Third, we will begin creating the military of the future, one that takes full advantage of revolutionary new technologies. We'll promote the peace, by redefining the way wars will be fought.
These are great and exciting objectives, and our new secretary of defense is uniquely qualified to accomplish them.
As a former Navy pilot, Don Rumsfeld understands that if we ever send our forces into harm's way, we must send them fully prepared and equipped for the dangers they face.
As a highly successful businessman, he understands that we must modernize and transform the business of defense, getting the value for our taxpayers' money. He is willing to challenge the status quo inside the Pentagon.
As the head of the National Commission on Ballistic Missile Threats, he is among the country's most experts on this vital issue.
As a former congressman, he understands the need to work closely with the Congress.
As a former White House chief of staff, as a former secretary of defense, he understands what it takes to be a leader.
This is an exceptional history of service, and Don Rumsfeld is an exceptional man with integrity and honesty as the cornerstone of his foundation.
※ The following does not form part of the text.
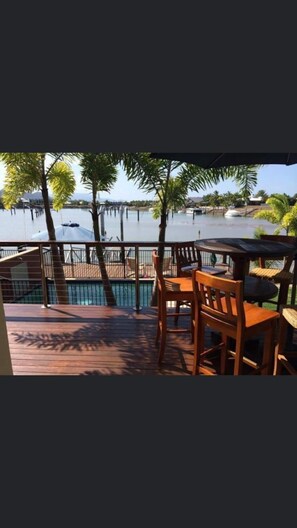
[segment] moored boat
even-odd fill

Mr. Secretary, congratulations.
RUMSFELD: Thank you very much.
Mr. President, Mr. Vice President, I thank you so much for the confidence you've placed in me, for the honor you do me, and for giving me the opportunity, as you said one day, to serve as secretary of defense again.
I have thought a good deal about the remarks you have made during the course of the campaign and since your election. And as you know, I share your hopes and your expectations for the Department of Defense and for the armed forces of the United States of America. I am an enthusiastic supporter of those goals.
I listened to your inaugural address with a great deal of interest and pleasure and congratulate you on it. It is something I think all of us would do well to reread from time to time. It carries an important message about you and about our country and about your administration.
I know that Dick remembers this. When we served in the White House there was a man around quite a bit named Bryce Harlow, and he always said that it's important for people who work in this house to leave it better than they found it.
I am proud to be working for someone who would do that. And I know you will. Thank you very much.
OK. Say hello to the family.
WATERS: OK, there they go.
Donald Rumsfeld, with an exceptionally and distinguished career in government service: White House chief of staff, United States congressman.
Now, this second tour of duty as secretary of defense. Mr. Rumsfeld was secretary in 1975 through '77 under President Gerald Ford, and now under President George W. Bush, who's -- and Mr. Rumsfeld's goals this time equate with those of the president.
And he enumerated them: improved -- enforce readiness; strengthen the intelligence reporting to cope with threats, internationally; support of the National Missile Defense System; and the creation of a future, more modern United States armed forces.
Donald Rumsfeld, secretary of defense.